Subito dopo questo tentativo, che ha reso poco meno di 7 milioni di dollari, il Museo ha consegnato a Sotheby’s altri lavori di notevole valore, da un paesaggio di Monet a un nudo di Degas, da una veduta di Matisse a una vivace composizione con i classici motivi di luna e stelle, realizzata da Mirò negli anni 60.

Dal momento che, per solito, quando un Museo viene associato a un incanto è per esercitare il diritto di prelazione su un’opera e dunque per acquistarla, non certo per venderla, l’asta è stata del tutto straordinaria e resa possibile grazie alla modifica delle regole etiche professionali relative alla dismissione delle opere d’arte museali.

Finora, l’AAMD (Associazione Direttori dei Musei di Arte) “tollerava” le cessioni di lavori conservati nei musei “in un contesto di disaccessions or deaccessioning “  vale a direcon l’obiettivo di reinvestire gli introiti in nuove acquisizioni ritenute più prestigiose; adesso però, in considerazione dell’impatto della pandemia globale sulle istituzioni museali, l’associazione ha alleggerito la normativa, sia pure soltanto fino al 10 aprile 2022, consentendo di alienare le raccolte museali “per pagare le spese relative alla conservazione.”

La serietà e l’intransigenza dell’AAMD sono proverbiali e questa decisione documenta una volta di più la gravità di una crisi che non ha precedenti.

Se questo è il preoccupante panorama d’oltreoceano, altrettanto allarmante risulta quello europeo. Un caso emblematico? Il Louvre, che denuncia una déblacle dei visitatori (220mila in luglio e 330 mila in agosto contro gli 800 mila negli stessi mesi del 2019), ha quantificato in 59 milioni di euro le perdite finanziarie.

Ma quanto a una possibile vendita, si accende il semaforo rosso per i musei della ville lumière. In Europa convivono due modelli: Gran Bretagna, Paesi Scandinavi e Germania seguono quello americano e dunque possono, sia pure con limitazioni, disperdere i loro tesori, mentre in Spagna, Francia e Italia le raccolte museali sono pubbliche e, in quanto tali, inalienabili.

Da noi, peraltro, è spuntata una novità quando, qualche anno fa, alcuni disegni di legge hanno proposto di far fruttare i depositi dei musei, pieni zeppi di opere “invisibili” perché manca lo spazio per esporle, dando a nolo a lungo termine dipinti e sculture, disegni e arredi a istituzioni straniere e a privati.

Al di là di soltanto ipotetici noleggi, il panorama italiano appare desolante.

Il malessere è generale e a soffrire sono soprattutto le realtà non statali, a favore delle quali il Governo ha stanziato 70 milioni di ristori.
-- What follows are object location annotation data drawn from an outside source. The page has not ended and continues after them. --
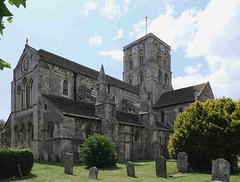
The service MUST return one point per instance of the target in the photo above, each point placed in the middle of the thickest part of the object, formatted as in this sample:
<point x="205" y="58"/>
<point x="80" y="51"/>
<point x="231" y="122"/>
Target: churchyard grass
<point x="144" y="171"/>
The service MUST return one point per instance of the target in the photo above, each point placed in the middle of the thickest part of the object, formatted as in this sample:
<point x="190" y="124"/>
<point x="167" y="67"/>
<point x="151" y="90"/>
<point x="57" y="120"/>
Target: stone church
<point x="57" y="103"/>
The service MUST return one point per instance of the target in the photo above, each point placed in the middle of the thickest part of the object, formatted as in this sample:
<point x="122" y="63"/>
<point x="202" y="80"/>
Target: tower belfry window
<point x="141" y="78"/>
<point x="141" y="59"/>
<point x="166" y="79"/>
<point x="65" y="87"/>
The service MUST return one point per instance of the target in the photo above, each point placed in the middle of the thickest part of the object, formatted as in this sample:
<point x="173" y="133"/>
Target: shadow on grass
<point x="29" y="176"/>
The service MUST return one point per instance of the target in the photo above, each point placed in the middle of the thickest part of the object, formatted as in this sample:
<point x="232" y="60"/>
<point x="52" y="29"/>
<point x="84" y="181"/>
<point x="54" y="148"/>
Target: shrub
<point x="98" y="151"/>
<point x="9" y="159"/>
<point x="207" y="131"/>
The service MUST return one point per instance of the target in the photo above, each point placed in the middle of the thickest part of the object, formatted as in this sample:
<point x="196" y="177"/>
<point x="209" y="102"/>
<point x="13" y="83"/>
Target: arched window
<point x="18" y="101"/>
<point x="65" y="87"/>
<point x="27" y="95"/>
<point x="136" y="136"/>
<point x="167" y="138"/>
<point x="89" y="131"/>
<point x="23" y="129"/>
<point x="16" y="133"/>
<point x="158" y="58"/>
<point x="164" y="63"/>
<point x="166" y="79"/>
<point x="162" y="138"/>
<point x="141" y="78"/>
<point x="30" y="92"/>
<point x="114" y="99"/>
<point x="180" y="110"/>
<point x="141" y="59"/>
<point x="130" y="62"/>
<point x="30" y="131"/>
<point x="162" y="116"/>
<point x="24" y="83"/>
<point x="159" y="76"/>
<point x="50" y="131"/>
<point x="130" y="79"/>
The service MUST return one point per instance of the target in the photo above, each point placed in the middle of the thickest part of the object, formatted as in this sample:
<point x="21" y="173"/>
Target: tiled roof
<point x="127" y="118"/>
<point x="80" y="69"/>
<point x="179" y="96"/>
<point x="67" y="105"/>
<point x="163" y="126"/>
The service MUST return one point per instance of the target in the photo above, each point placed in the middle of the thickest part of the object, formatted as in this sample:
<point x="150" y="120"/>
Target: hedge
<point x="11" y="158"/>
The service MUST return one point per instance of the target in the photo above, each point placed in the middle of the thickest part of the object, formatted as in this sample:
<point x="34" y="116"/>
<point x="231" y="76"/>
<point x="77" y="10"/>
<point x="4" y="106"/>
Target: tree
<point x="98" y="151"/>
<point x="4" y="12"/>
<point x="2" y="124"/>
<point x="207" y="131"/>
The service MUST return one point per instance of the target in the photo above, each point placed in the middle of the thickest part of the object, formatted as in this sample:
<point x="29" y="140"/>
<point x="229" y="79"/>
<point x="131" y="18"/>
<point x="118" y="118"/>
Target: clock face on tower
<point x="25" y="63"/>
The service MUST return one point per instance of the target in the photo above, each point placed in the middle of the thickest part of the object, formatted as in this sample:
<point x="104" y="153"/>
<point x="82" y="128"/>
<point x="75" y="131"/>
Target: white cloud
<point x="125" y="9"/>
<point x="212" y="34"/>
<point x="110" y="10"/>
<point x="127" y="1"/>
<point x="191" y="70"/>
<point x="89" y="5"/>
<point x="120" y="34"/>
<point x="96" y="40"/>
<point x="114" y="54"/>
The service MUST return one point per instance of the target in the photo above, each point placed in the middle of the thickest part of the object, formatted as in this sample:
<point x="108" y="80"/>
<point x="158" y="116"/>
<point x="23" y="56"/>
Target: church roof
<point x="80" y="69"/>
<point x="66" y="105"/>
<point x="180" y="96"/>
<point x="129" y="118"/>
<point x="86" y="109"/>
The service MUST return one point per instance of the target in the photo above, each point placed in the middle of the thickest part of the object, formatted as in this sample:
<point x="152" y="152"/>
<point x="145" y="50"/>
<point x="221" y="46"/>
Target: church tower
<point x="148" y="60"/>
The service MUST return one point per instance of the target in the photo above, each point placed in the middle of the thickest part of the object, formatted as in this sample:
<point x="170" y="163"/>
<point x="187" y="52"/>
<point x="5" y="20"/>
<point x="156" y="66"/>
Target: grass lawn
<point x="144" y="170"/>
Patiscono perché si sono viste falcidiare i bilanci tanto per le mancate entrate da biglietteria quanto per l’azzeramento dei guadagni da bookshop e oggettistica. I tour virtuali, la comunicazione sui social, i format digitali, ideati con fantasia tutta italica, aiutano sì a tener viva l’attenzione, ma per certo non bastano a colmare la voragine economica provocata dal Covid.